A reading over 50 indicates economic growth, while a reading under 50 reflects a contraction.

The Trump administration on Friday plans to raise the tariff rate from 10% to 25% on $200 billion in goods from China. Later, another 25% tariff could be imposed on $325 billion in goods from China. The news has shaken stock markets. And trade talks are ongoing, but China has vowed to impose countermeasures, The Washington Post reports.

Fiore said companies are raising prices to pay for tariffs.

And the Wall Street Journal recently looked into who pays for the tariffs — U.S. consumers. “Tariffs are taxes paid by American businesses and consumers, not by China,” said David French, a senior vice president at the National Retail Federation, in the Journal. “A sudden tariff increase with less than a week’s notice would severely disrupt U.S. businesses, especially small companies that have limited resources to mitigate the impact.”

ISM’s Fiore praised supply chain professionals for being resilient in times like these and finding solutions that can reduce costs for businesses. One tactic is to move your production out of high-tariff areas.

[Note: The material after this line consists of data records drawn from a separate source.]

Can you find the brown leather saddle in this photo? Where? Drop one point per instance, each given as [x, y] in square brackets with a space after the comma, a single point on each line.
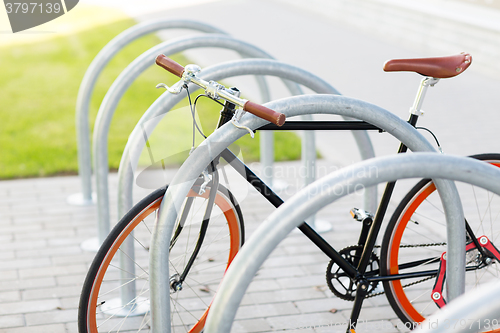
[437, 67]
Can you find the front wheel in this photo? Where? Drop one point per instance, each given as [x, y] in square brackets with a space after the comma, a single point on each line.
[415, 241]
[115, 295]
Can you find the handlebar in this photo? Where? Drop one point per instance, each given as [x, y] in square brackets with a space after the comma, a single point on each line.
[216, 90]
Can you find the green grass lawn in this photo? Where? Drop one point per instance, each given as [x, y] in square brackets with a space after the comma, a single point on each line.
[38, 88]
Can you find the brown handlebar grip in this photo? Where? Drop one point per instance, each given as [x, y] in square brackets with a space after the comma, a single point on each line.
[169, 65]
[265, 113]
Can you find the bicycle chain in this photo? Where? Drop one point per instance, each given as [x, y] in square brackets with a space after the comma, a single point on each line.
[412, 283]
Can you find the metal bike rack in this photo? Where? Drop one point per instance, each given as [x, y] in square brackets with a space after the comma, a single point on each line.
[87, 87]
[299, 105]
[325, 191]
[167, 101]
[118, 88]
[479, 309]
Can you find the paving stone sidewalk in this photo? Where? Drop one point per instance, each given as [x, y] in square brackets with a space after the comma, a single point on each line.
[42, 266]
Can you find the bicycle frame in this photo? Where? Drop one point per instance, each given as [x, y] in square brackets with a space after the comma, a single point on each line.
[369, 232]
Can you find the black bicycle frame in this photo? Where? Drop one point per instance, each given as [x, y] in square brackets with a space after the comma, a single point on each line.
[369, 231]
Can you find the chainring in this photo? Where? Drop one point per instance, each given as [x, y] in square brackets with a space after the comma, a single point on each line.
[340, 283]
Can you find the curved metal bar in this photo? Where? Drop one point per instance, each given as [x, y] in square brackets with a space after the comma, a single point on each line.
[323, 192]
[90, 78]
[299, 105]
[105, 115]
[479, 307]
[118, 88]
[167, 101]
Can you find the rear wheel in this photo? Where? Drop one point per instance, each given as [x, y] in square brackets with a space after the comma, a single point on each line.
[115, 295]
[415, 240]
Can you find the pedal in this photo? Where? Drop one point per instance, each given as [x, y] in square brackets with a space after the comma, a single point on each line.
[362, 216]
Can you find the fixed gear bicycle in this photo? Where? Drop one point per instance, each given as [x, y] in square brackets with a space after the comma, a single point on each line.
[348, 263]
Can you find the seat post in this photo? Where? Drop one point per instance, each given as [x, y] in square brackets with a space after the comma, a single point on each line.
[419, 99]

“Alternate supply routes is an option,” he said. “The challenge is that once you change supply chain routes and the price points are good, then the supply chains won’t go back to the where they were.”

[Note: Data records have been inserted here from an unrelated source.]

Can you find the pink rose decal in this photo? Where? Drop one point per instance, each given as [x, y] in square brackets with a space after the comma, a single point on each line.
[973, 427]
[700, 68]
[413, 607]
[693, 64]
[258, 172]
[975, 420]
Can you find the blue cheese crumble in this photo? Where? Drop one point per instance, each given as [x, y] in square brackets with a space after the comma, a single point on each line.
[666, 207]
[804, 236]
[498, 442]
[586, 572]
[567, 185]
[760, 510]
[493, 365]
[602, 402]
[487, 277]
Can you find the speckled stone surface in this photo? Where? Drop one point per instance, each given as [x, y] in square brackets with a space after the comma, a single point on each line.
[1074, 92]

In the discussion of other areas of interest in the PMI and NMI reports, the subject of import/export numbers came up, as did the topic of an expected rise in input costs.

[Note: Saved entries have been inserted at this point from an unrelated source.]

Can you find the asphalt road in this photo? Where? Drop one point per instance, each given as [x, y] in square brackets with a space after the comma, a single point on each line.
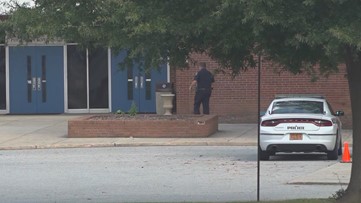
[155, 174]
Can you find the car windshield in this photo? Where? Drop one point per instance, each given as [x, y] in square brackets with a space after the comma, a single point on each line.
[282, 107]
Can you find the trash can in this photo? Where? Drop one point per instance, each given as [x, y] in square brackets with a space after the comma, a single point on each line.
[161, 88]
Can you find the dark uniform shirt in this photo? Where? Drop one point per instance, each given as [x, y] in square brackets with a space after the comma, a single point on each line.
[204, 79]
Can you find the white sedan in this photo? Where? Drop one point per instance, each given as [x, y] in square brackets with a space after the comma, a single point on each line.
[300, 124]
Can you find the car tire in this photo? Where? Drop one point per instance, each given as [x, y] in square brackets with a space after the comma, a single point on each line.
[333, 155]
[264, 155]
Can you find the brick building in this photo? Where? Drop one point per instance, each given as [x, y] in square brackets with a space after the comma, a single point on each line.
[237, 99]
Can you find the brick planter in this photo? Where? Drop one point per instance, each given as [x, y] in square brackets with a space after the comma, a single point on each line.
[155, 127]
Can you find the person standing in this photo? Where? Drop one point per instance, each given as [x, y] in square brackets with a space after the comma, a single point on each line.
[203, 82]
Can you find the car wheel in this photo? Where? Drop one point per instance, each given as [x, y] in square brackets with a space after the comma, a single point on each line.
[333, 155]
[264, 155]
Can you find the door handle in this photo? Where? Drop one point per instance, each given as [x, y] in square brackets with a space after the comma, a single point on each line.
[39, 84]
[136, 82]
[141, 82]
[33, 83]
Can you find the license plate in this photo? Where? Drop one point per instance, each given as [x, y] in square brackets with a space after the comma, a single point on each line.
[296, 136]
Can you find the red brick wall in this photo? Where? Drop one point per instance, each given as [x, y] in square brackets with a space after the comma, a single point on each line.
[192, 126]
[238, 97]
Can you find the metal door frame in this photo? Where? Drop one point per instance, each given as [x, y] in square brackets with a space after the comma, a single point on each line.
[6, 111]
[88, 109]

On the manufacturing side, export and import numbers were down, yet growing at a slower rate. Fiore attributed that to the effect of tariffs and companies already adjusting their supply chains.

On the non-manufacturing side, imports and exports were up and growing at a faster rate, the NMI report shows.

“I'd like to say that it was because there was anticipation of these new tariffs that are being proposed or might be implemented very shortly. But, no, that's not the case,” said Anthony Nieves, chair of ISM’s Non-Manufacturing Business Survey Committee. “I think part of it has to do with cycle time off of holidays, and also we saw early on last year … companies went ahead and started forward-buying as best they could.”

Spend Matters asked the ISM managers what impact rising  input costs would have on procurement targets, especially because tariffs have had a 7% cost increase on those hit by the tariffs.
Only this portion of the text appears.